Alla corte del cappellaccio
Origini e storia dei cappellacci di zucca ferraresi protagonisti nei banchetti estensi ed illustri rappresentanti del connubio rinascimentale fra dolce e salato
Correva l’anno 1557 quando Giovan Battista Rossetti entrò al servizio del duca di Ferrara Alfonso II d’Este in qualità di scalco, un incarico particolarmente importante che gli assegnava il compito di organizzare e soprintendere al grandioso rituale del banchetto.
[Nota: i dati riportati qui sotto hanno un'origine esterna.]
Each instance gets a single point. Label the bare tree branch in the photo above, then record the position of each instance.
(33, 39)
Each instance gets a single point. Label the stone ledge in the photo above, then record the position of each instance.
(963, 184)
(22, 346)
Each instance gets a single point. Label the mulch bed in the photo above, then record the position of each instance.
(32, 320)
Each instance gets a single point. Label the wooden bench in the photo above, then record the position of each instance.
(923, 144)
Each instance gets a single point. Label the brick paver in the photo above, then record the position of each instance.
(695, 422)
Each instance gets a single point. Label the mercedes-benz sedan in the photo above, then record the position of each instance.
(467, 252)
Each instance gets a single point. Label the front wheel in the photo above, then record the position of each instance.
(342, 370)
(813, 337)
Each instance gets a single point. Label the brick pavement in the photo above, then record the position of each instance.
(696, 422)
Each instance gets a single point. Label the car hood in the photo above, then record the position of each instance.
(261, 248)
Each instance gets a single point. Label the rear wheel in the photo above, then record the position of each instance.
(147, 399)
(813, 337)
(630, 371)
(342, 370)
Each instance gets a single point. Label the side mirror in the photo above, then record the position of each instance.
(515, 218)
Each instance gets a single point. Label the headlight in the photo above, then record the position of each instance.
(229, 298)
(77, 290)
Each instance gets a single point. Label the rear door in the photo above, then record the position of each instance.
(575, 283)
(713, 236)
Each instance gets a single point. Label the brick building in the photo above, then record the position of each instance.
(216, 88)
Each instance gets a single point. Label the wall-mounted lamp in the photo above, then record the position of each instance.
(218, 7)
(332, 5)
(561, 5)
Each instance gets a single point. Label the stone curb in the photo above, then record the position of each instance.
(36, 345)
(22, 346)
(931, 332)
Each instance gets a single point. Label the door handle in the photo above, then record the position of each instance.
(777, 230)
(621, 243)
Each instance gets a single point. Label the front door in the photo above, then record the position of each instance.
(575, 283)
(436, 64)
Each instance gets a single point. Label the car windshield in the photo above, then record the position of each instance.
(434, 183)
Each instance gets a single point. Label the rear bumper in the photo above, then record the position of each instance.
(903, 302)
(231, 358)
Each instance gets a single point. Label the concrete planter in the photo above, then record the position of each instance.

Ferrarese di nascita, espertissimo “ad ordinare banchetti all’italiana e all’alemanna, di varie e bellissime invenzioni e desinari e cene familiari per tutti i mesi dell’anno” al suo nome sono legati i “tortelli di zucca con butirro” ovvero gli antenati dei cappellacci: a loro è dedicato un capitolo del suo trattato Sullo Scalco edito nel 1584.
L’opera non contiene vere e proprie ricette poiché era compito del cuoco, una figura di rango inferiore rispetto alla scalco, dosare gli ingredienti.
Ci offre invece interessanti indicazioni sull’andamento stagionale dei cibi, sulle circostanze ed il rango dei fruitori. Così apprendiamo che i tortelli sono una presenza ricorrente nei menù nobiliari da agosto fino a gennaio. Fanno eccezione quelli della Quaresima, un particolare che sottolinea l’originalità dei cappellacci ferraresi rispetto all’usanza di altre città italiane di inserire i tortelli di zucca nei menù di magro o penitenziali.
La zucca raccolta ad agosto e lasciata poi maturare al sole fino a novembre si conservava fino a gennaio, ma poteva essere utilizzata tutto l’anno grazie all’arte della conservazione: tagliata a fette o intera veniva fatta essiccare.